Il libro Galeotto, ovvero intermediario d’amore e pertanto responsabile -secondo Francesca- della sua passione adultera, era un romanzo cavalleresco che a quei tempi veniva molto apprezzato dai giovani aristocratici, un po’ come Beautiful oggi, e che narrava la simil-vicenda di Lancillotto e Ginevra.
Nella parafrasi attualizzata che abbiamo suggerito (Galeotta fu la lettera e chi la scrisse…) la parola non va più intesa nella sua accezione dantesca di intermediario d’amore, bensì nell’altro suo significato di rematore della galea: un tipo di nave che nel Medio Evo si muoveva grazie ai rematori, i quali erano incatenati ai remi essendo stati condannati ai lavori forzati.

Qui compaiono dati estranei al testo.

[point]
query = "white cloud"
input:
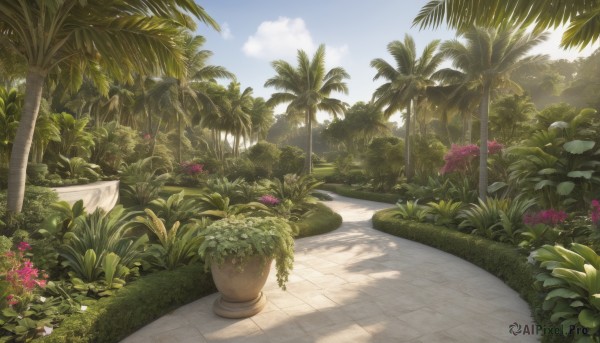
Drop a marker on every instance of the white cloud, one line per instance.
(226, 31)
(282, 38)
(334, 55)
(279, 39)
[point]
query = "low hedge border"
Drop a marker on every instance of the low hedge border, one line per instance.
(152, 296)
(348, 191)
(322, 219)
(501, 260)
(139, 303)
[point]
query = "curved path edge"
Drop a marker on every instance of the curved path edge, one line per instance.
(357, 284)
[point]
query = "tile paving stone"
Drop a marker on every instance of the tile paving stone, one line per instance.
(357, 284)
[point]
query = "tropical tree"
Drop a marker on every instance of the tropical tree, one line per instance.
(72, 37)
(484, 63)
(583, 16)
(406, 82)
(306, 88)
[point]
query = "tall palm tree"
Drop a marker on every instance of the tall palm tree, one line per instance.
(306, 88)
(94, 36)
(484, 63)
(583, 16)
(262, 118)
(181, 99)
(406, 82)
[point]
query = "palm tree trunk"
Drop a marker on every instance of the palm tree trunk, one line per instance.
(22, 144)
(483, 113)
(407, 159)
(179, 144)
(308, 160)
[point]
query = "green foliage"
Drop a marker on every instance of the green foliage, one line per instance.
(573, 286)
(75, 138)
(176, 208)
(89, 247)
(385, 159)
(36, 208)
(296, 189)
(217, 206)
(77, 167)
(226, 188)
(140, 184)
(265, 157)
(114, 144)
(412, 211)
(559, 163)
(240, 239)
(176, 246)
(499, 259)
(360, 194)
(445, 212)
(291, 161)
(497, 219)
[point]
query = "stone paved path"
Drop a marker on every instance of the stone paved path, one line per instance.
(357, 284)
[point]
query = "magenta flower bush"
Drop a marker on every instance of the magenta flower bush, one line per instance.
(269, 200)
(548, 217)
(595, 214)
(22, 278)
(192, 169)
(460, 157)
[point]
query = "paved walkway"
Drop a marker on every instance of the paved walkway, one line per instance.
(357, 284)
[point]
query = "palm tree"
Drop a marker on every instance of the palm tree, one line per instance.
(484, 64)
(262, 118)
(183, 96)
(583, 16)
(116, 37)
(306, 89)
(407, 82)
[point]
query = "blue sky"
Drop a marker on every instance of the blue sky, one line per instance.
(256, 32)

Ma perché questa parafrasi che certamente il sommo Poeta non avrebbe mai autorizzato e per la quale gli chiediamo perdono? Il motivo sta nella notizia riportata e commentata ampiamente dal Riformista riguardante un galeotto vero e proprio, nel senso di condannato alla galera: l’avvocato nonché ex senatore Giancarlo Pittelli che si trova, anzi si ritrova in carcere a causa di una lettera che ha scritto.

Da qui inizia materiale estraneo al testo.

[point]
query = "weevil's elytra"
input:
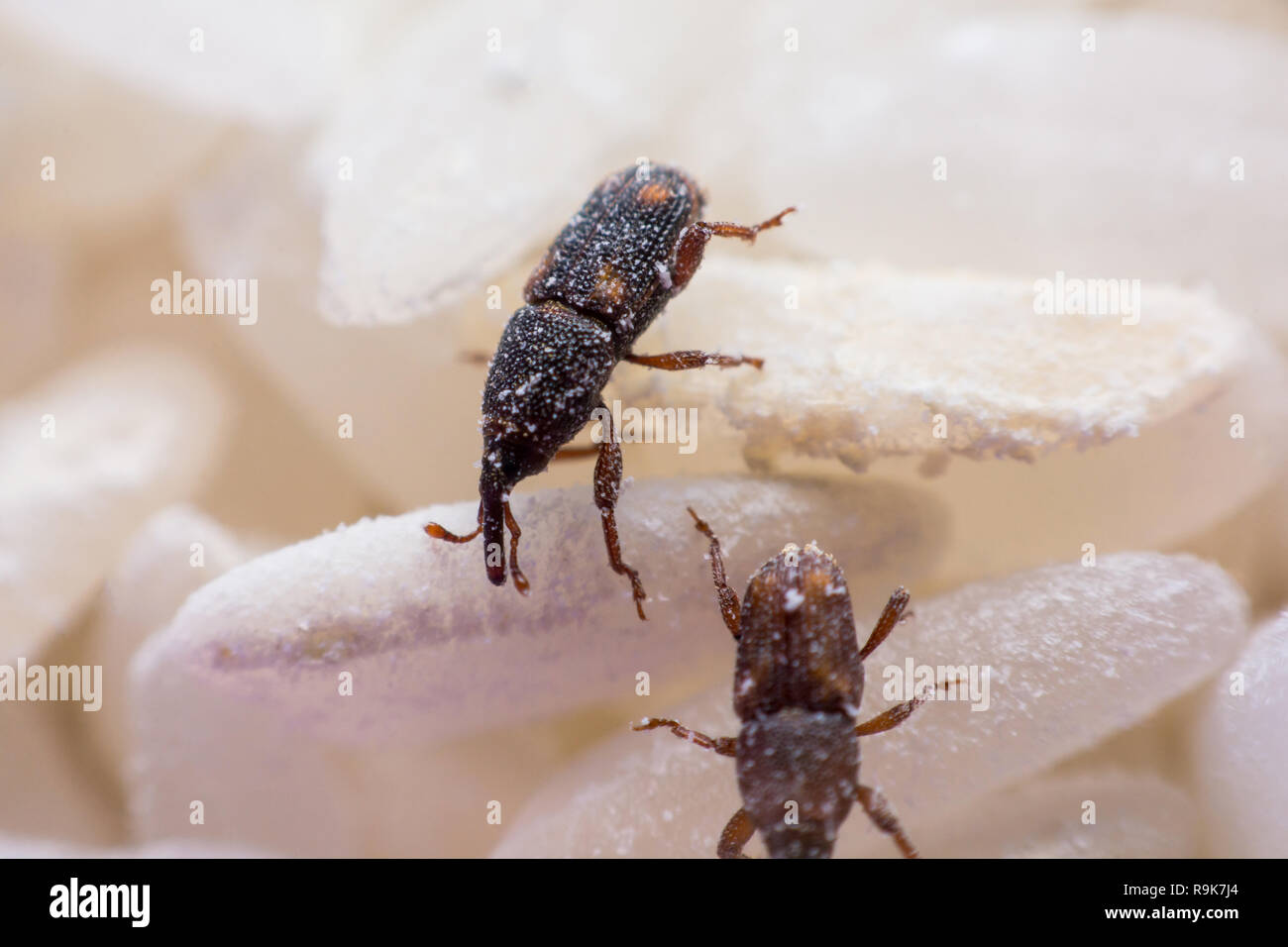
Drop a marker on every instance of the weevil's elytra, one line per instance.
(798, 686)
(635, 244)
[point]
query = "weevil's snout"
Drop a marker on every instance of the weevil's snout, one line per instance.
(492, 492)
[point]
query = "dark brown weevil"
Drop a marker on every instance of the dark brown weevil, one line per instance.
(797, 688)
(635, 244)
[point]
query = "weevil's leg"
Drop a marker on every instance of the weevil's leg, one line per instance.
(520, 581)
(884, 818)
(694, 241)
(890, 616)
(692, 359)
(441, 534)
(735, 836)
(728, 598)
(896, 715)
(725, 746)
(608, 482)
(575, 453)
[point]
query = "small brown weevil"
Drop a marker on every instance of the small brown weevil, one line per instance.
(635, 244)
(798, 686)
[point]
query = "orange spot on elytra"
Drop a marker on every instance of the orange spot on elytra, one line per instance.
(655, 192)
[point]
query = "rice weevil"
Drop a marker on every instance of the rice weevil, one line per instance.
(635, 244)
(798, 685)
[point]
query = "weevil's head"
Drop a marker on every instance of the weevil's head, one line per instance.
(505, 463)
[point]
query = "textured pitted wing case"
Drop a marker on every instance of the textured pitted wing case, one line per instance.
(798, 646)
(613, 258)
(546, 376)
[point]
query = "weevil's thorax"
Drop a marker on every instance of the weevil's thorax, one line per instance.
(798, 646)
(545, 380)
(614, 258)
(799, 776)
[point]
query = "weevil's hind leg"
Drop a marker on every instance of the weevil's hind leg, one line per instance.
(725, 746)
(608, 482)
(884, 818)
(728, 598)
(889, 719)
(692, 359)
(735, 836)
(438, 532)
(520, 581)
(694, 241)
(890, 616)
(896, 715)
(578, 451)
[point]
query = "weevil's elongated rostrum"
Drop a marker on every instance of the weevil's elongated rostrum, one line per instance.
(798, 685)
(635, 244)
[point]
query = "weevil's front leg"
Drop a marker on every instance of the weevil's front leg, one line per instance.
(692, 359)
(520, 581)
(735, 836)
(890, 616)
(438, 532)
(608, 482)
(694, 241)
(725, 746)
(728, 598)
(884, 818)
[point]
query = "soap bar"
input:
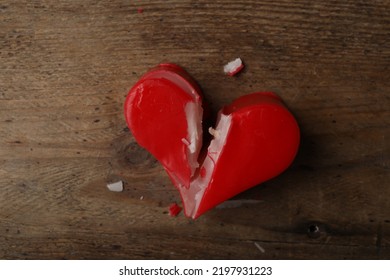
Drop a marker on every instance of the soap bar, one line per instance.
(255, 137)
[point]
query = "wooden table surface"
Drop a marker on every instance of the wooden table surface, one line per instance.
(66, 67)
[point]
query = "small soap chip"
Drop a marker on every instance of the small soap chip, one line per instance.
(233, 67)
(174, 210)
(115, 187)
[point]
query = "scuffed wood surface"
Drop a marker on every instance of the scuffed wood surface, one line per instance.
(66, 67)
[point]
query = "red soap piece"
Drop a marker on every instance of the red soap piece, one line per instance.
(255, 138)
(174, 210)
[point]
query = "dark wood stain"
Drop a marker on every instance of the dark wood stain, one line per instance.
(63, 135)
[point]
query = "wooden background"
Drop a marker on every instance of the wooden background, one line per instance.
(66, 67)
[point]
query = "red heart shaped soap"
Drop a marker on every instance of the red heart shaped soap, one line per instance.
(255, 138)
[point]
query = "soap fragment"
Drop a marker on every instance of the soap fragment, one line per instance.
(233, 67)
(115, 187)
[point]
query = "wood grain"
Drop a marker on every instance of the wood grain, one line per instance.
(66, 67)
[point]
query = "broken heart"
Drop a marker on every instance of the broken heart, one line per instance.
(255, 137)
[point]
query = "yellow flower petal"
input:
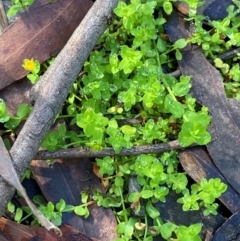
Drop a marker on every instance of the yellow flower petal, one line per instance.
(28, 64)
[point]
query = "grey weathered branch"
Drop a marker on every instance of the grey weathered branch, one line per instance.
(87, 152)
(55, 85)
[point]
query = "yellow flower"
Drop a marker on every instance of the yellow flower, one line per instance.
(28, 64)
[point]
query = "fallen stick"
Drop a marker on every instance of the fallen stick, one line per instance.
(55, 85)
(87, 152)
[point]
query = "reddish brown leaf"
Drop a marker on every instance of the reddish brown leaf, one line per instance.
(19, 232)
(198, 165)
(208, 89)
(67, 179)
(40, 32)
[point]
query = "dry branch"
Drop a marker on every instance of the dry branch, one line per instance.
(3, 18)
(87, 152)
(54, 88)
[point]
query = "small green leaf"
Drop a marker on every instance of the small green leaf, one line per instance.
(13, 10)
(180, 43)
(60, 206)
(152, 211)
(146, 194)
(11, 207)
(18, 215)
(178, 55)
(167, 7)
(79, 210)
(166, 230)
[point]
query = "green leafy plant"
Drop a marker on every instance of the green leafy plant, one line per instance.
(203, 195)
(11, 122)
(19, 5)
(50, 211)
(125, 98)
(34, 67)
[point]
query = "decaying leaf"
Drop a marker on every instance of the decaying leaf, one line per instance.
(207, 88)
(40, 32)
(8, 172)
(67, 179)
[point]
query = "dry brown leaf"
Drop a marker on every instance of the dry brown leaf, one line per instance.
(8, 172)
(40, 32)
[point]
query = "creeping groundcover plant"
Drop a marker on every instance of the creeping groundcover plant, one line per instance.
(125, 97)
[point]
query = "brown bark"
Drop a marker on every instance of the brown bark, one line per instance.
(54, 88)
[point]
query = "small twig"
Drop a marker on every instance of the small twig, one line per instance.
(87, 152)
(3, 18)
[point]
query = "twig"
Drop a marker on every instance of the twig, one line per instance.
(55, 86)
(87, 152)
(3, 18)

Lo so bene che, detta così, sembra una storia assurda, colorata da quelle tinte fosche di certa letteratura dell’Ottocento, tipo Il conte di Montecristo giusto per fare un esempio famoso. E allora raccontiamola brevemente la storia dell’avvocato Pittelli, ora detenuto nel carcere di Badue Carros, carcere di massima sicurezza. Una storia che temo non sia nota a tutti perché, a parte quelle di Piero Sansonetti e Tiziana Maiolo del Riformista e di Vittorio Sgarbi, non si sono levate altre voci autorevoli su questa vicenda giudiziaria.
Pittelli era detenuto già da più di un anno a Badu e Carros, in Sardegna, con l’accusa di concorso esterno in associazione mafiosa, perché imputato al maxiprocesso Rinascita Scott che si tiene in Calabria, in cui Nicola Gratteri è il Procuratore. Sorvoliamo sull’entità dell’accusa, concorso esterno, che è una di quelle contorsioni giuridiche ispirate più al Processo di Franz Kafka che a Dei delitti e delle pene di Beccaria: perché anche un normale cittadino sa che la ‘Ndrangheta o la Mafia non sono circoli ricreativi, per cui non puoi stare ai margini e dare una mano quando ti pare: o stai dentro o stai fuori, tertium non datur.
Focalizziamoci, invece, sulle condizioni di vita del detenuto: calabrese, la sua famiglia è in Calabria, il processo stesso si celebra in Calabria; ma lui lo mettono in un carcere di massima sicurezza in Sardegna, completamente isolato. Dopo mesi di isolamento, le sue condizioni psicofisiche si aggravano, come testimoniato da Vittorio Sgarbi che, in quanto parlamentare, chiede e ottiene di poterlo visitare.
E finalmente Giancarlo Pittelli, ai primi di ottobre, ottiene gli arresti domiciliari.
Non passano due mesi e l’avvocato viene nuovamente arrestato e rispedito nel carcere di massima sicurezza. Perché? Galeotta, dicevamo, fu la lettera e chi la scrisse: ha scritto una lettera a Mara Carfagna, parlamentare di Forza Italia, alla quale, in virtù di un’antica amicizia e purtroppo di una mal riposta fiducia, chiede aiuto, solidarietà, compassione. Tutto qui.
Mara Carfagna (ma FI non era un partito di garantisti?) inoltra la lettera alla polizia di Catanzaro e per il Procuratore si configura un reato: trasgressione alle prescrizioni imposte, Art 276 del codice di procedura penale. Eppure Pittelli non si è allontanato dalla sua abitazione e neppure ha comunicato con l’esterno per modificare in qualche modo il corso del processo nel quale è implicato.
Scrivere a una (presunta) amica e chiedere a lei conforto quando si è agli arresti domiciliari, davvero può considerarsi reato? Evidentemente, nel nostro Paese, per una lettera ritenuta galeotta si può anche andare in galera. E questo non è Dante e neppure Alexandre Dumas: questa è la tragica realtà.